#Rate limits

Each API key is rate-limited independently. Limits are enforced per key, not per organisation, so creating multiple keys for distinct workloads (prod vs. batch backfill, e.g.) is a fine pattern.

#Default limits

TierRequests per minuteTokens per minute
Trial3030,000
Starter120200,000
Growth6001,000,000
EnterpriseNegotiatedNegotiated

If you need a higher limit, email us.

#Rate-limit headers

Every response includes:

HeaderDescription
X-RateLimit-LimitYour per-minute request cap.
X-RateLimit-RemainingRequests left in the current 60-second window.
X-RateLimit-ResetUTC epoch seconds when the window resets.

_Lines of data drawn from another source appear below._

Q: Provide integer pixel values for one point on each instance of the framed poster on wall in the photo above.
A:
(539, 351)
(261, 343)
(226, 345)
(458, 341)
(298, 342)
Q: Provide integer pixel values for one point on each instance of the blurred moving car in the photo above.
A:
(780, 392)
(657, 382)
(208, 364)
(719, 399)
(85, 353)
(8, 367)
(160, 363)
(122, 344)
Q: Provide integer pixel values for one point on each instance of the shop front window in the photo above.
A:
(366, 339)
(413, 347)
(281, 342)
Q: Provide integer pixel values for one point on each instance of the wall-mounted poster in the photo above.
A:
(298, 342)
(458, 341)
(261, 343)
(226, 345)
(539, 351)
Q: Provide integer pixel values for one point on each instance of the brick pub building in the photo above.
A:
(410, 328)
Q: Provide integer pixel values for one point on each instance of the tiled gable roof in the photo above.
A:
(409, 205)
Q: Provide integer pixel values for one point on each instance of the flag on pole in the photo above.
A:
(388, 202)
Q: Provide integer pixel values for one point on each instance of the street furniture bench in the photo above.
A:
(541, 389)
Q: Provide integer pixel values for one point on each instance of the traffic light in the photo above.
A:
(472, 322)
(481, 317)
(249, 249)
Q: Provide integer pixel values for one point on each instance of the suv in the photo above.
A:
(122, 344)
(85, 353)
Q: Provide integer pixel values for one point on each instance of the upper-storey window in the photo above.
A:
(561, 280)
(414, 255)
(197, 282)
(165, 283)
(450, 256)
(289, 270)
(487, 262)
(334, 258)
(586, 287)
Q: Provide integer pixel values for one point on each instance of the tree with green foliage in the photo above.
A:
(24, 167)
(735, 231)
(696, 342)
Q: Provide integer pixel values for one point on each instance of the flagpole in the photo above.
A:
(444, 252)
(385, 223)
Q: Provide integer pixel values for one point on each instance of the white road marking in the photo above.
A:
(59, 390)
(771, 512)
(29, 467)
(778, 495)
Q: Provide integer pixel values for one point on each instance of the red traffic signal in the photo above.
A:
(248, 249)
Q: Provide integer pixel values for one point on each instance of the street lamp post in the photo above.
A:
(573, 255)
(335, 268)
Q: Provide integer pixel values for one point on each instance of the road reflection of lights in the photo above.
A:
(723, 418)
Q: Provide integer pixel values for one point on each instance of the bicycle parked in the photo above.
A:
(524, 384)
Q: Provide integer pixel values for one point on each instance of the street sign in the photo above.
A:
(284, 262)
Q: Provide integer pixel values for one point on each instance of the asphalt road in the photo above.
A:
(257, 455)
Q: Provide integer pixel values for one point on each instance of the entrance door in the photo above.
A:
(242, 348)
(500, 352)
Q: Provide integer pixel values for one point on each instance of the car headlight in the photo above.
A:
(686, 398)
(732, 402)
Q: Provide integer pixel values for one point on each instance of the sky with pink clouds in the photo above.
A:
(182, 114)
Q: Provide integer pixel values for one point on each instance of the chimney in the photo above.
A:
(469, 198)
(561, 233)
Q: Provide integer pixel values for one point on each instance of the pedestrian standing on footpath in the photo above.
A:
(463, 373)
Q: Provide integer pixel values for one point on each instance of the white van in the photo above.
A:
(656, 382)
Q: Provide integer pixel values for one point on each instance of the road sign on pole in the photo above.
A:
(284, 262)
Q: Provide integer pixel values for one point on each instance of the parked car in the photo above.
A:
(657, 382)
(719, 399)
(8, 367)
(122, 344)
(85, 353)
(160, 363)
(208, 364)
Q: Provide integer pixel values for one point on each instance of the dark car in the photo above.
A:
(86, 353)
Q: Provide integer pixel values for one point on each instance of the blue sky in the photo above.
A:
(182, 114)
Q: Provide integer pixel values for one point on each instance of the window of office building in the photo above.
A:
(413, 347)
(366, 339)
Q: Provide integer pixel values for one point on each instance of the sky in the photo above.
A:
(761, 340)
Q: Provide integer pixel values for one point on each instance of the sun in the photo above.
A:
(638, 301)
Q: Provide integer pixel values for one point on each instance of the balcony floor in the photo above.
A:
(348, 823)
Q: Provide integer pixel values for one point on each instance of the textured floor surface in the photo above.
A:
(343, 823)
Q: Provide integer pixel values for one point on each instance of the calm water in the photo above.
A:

When you exceed the limit, you'll get a 429 response with a Retry-After header (seconds to wait):

HTTP/1.1 429 Too Many Requests
Retry-After: 18
Content-Type: application/json

{ "error": { "code": "rate_limited", "message": "Rate limit exceeded. Retry after 18s." } }

#Back-off strategy

Use exponential back-off with jitter when you see 429 or 503:

async function callWithBackoff(fn, attempts = 5) {
  for (let i = 0; i < attempts; i++) {
    const res = await fn()
    if (res.status !== 429 && res.status !== 503) return res

    const retryAfter = Number(res.headers.get('Retry-After')) || 2 ** i
    const jitter     = Math.random() * 0.3 * retryAfter
    await new Promise(r => setTimeout(r, (retryAfter + jitter) * 1000))
  }
  throw new Error('Exhausted retries')
}
Idempotency-Key + retries

When retrying, send the same Idempotency-Key header so a request that succeeded on the server but failed in transit doesn't get applied twice.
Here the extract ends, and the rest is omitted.